Concept

Imre Madách

Summary
Imre Madách de Sztregova et Kelecsény (20 January 1823 – 5 October 1864) was a Hungarian aristocrat, writer, poet, lawyer and politician. His major work is The Tragedy of Man (Az ember tragédiája, 1861). It is a dramatic poem approximately 4000 lines long, which elaborates on ideas comparable to Goethe's Faust and Milton's Paradise Lost. The author was encouraged and advised by János Arany, one of the most famous of the 19th-century Hungarian poets. Madách was born in his family castle in Alsósztregova, the Kingdom of Hungary (today Dolná Strehová, Slovakia) in 1823 at the heart of a wealthy noble family. From 1829 Madách studied at the Piarist school of Vác.
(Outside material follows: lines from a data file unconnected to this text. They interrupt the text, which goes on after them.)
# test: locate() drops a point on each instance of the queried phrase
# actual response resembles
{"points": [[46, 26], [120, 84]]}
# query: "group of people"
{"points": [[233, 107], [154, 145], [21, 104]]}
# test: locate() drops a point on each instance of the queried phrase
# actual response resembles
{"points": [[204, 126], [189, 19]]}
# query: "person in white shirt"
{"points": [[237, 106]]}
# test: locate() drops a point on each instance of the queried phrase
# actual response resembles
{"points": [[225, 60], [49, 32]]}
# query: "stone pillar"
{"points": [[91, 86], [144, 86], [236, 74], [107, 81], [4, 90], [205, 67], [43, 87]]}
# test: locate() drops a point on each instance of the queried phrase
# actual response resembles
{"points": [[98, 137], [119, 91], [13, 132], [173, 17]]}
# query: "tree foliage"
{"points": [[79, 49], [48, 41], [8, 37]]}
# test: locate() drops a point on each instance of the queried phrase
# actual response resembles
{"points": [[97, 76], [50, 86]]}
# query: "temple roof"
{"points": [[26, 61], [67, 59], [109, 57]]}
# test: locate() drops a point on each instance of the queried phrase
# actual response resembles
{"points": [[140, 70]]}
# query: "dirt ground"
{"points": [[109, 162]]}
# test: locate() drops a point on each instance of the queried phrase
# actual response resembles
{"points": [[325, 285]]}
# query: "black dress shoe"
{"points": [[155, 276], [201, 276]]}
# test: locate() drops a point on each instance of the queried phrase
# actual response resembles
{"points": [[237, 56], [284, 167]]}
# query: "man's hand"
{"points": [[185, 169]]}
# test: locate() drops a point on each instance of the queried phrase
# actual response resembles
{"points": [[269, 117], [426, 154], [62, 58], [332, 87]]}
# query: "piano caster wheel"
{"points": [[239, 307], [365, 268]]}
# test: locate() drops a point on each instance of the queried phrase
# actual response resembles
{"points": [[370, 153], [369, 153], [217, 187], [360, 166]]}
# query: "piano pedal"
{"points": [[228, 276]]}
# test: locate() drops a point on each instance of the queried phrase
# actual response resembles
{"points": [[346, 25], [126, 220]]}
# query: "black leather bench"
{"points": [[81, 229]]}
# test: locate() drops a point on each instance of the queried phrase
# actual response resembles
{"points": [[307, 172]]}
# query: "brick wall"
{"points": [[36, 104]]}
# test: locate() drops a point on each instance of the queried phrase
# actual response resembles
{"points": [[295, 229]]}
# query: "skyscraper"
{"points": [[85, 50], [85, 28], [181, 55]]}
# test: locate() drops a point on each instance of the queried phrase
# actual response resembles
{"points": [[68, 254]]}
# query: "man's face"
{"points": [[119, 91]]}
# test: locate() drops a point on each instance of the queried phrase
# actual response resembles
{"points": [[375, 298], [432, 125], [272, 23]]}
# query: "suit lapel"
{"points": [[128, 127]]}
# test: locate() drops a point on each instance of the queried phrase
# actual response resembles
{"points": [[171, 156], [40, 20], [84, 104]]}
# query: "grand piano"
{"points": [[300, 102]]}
During a cholera epidemic he stayed in Buda in 1831. In 1837 he began his studies at the university of Pest. In 1842 he officially became a lawyer. He took part in the Hungarian revolution of 1848–1849 and was imprisoned; on his return to his small estate in the county of Nógrád, he found that his family life had meanwhile been completely wrecked. This only increased his natural tendency to melancholy, and he withdrew from public life till 1861, devoting his time mainly to the composition of his chief work, Az ember tragoediája ("The Tragedy of Man"). He died in Alsósztregova. A civilizátor (The Civiliser) – 1859 Mózes (Moses) – 1861 Az ember tragédiája (The Tragedy of Man) – 1861 The Tragedy of Man The dramatic poem The Tragedy of Man is Madách's major and most enduring piece of writing. The tragic events of the failed Hungarian Revolution of 1848/49 in addition to the deaths of close family members such as his sister and her husband, captain Karl Balog de Mánko-Bük, and his temporary stay in prison fueled the emotional status in which he completed his work. Today it is the central piece of Hungarian theaters' repertoire and is mandatory reading for students in secondary school. Many lines have become common quotes in Hungary. Madách, then a country nobleman with virtually no literary experience, sent the work to the poet Arany who enthusiastically encouraged him and suggested some emendations to the text.